Подняв бровь, Хэл наполнил чашку.
– Да, ты говорил, что он тебя ударил. За что?
Грей потер переносицу. Голова болела весь день, и он успел привыкнуть к этому, но расспросы Хэла усугубляли боль.
– Пока не могу рассказать. Не подскажешь, куда можно прилечь? Такое ощущение, что я вот-вот умру. А если вдруг не умру, то завтра мне еще рассказывать Уилли о… ладно, неважно. – Он допил сидр, поставил чашку и с неохотой приготовился вынуть ноги из масла.
– Я знаю насчет Уильяма.
Грей замер и недоверчиво посмотрел на брата. Тот пожал плечами.
– Я видел Фрэзера. В Филадельфии. И когда я спросил об этом Уильяма, он все подтвердил.
– Правда? – Как ни странно, Грей приободрился. Если Уилли успокоился настолько, что поговорил об этом с Хэлом, то его разговор с отцом пройдет не так ужасно, как он опасался.
– Как давно ты об этом знаешь? – поинтересовался Хэл.
– Наверняка? С тех пор, как Уилли исполнилось два или три года. – Грей вдруг широко зевнул и замер, бессмысленно моргая. – Кстати, хотел спросить… Как прошло сражение?
– Ты же поучаствовал в бою? – Хэл посмотрел на него с конфузливым весельем.
– Неудачно. А мои возможности ограничивались обстоятельствами. Кроме того, у меня всего один здоровый глаз. – Грей осторожно коснулся больного глаза. Поспать бы хорошенько… От желания прилечь качало, он едва не падал на кровать Хэла.

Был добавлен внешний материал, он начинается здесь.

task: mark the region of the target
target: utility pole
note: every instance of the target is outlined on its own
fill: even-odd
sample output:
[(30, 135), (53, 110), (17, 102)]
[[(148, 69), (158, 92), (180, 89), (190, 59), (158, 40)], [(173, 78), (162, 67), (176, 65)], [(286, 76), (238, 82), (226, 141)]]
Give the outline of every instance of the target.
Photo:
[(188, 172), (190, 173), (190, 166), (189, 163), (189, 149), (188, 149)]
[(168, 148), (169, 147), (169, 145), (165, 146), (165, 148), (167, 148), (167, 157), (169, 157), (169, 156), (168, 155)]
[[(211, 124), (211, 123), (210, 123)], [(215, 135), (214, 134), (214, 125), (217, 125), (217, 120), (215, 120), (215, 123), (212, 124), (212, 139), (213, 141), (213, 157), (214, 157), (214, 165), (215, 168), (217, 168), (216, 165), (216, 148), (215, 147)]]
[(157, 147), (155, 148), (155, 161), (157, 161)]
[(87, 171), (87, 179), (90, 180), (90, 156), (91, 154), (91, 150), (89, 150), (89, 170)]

– Сложно сказать. – Хэл выудил полотенце из корзины с бельем, стоявшей в углу; склонился, вынул ноги брата из масла и осторожно промокнул. – Полная неразбериха. Жуткая земля, изрезанная ручьями, то фермерские угодья, то рощи… Сэр Генри благополучно увел вещевые обозы и беженцев. Но Вашингтон… Насколько я видел и слышал, его войска исполнили свой долг. Сполна, – задумчиво добавил он и поднялся на ноги. – Ложись, Джон. Я найду другую кровать.
Грей слишком устал, чтобы спорить. Он просто лег на спину, не собираясь даже раздеваться. В больной глаз будто песок насыпали. Может, попросить Хэла найти мед? Ладно, это подождет до утра…
Хэл снял с крюка фонарь и повернулся было к выходу, но, помедлив, снова посмотрел на брата.
– Думаешь, миссис Фрэзер – кстати, завтра я хочу узнать, с чего она вдруг вышла за тебя замуж, – так вот, думаешь, она знает об Уильяме и Джеймсе Фрэзере?
– Увидев этих двоих рядом, любой, у кого есть глаза, догадается об их родстве, – смежив веки, пробормотал Грей. – Впрочем, она об этом не говорила.
Хэл фыркнул.
– Видимо, знали все, кроме Уильяма. Неудивительно, что…
– Не то слово.
– Я не нашел «то» слово.
– Ну и что? – глаза Грея закрылись сами собой.
Хэл отошел к выходу и сказал:
– У меня новости о Бене. Говорят, он умер.
Глава 85
Долгая дорога домой
Джейми, одетый только в рубашку и штаны, сидел у окошка и смотрел на высыхающие волосы жены. В маленькой комнатушке, предоставленной им миссис Маккен, было жарко, как в печке. Пот лежал на коже, словно роса, и скатывался по телу при каждом движении, но Джейми старался не перекрывать веющий от окна ветерок, чтобы он хоть немного освежил пропахший сыром и кровью комнатный воздух.
Он намочил волосы Клэр водой из большого кувшина, который принесла миссис Маккен, побрызгал водой и на нижнюю рубашку жены. Мокрая ткань облепила тело Клэр, обрисовывая круглые розовые ягодицы и толстую повязку на боку, по которой медленно расплывалось кровавое пятно.
– Мед-лен-но, – произнес Джейми беззвучно, одними губами. Медленно! Лучше бы кровотечение совсем прекратилось, но хорошо уже, что оно замедлилось.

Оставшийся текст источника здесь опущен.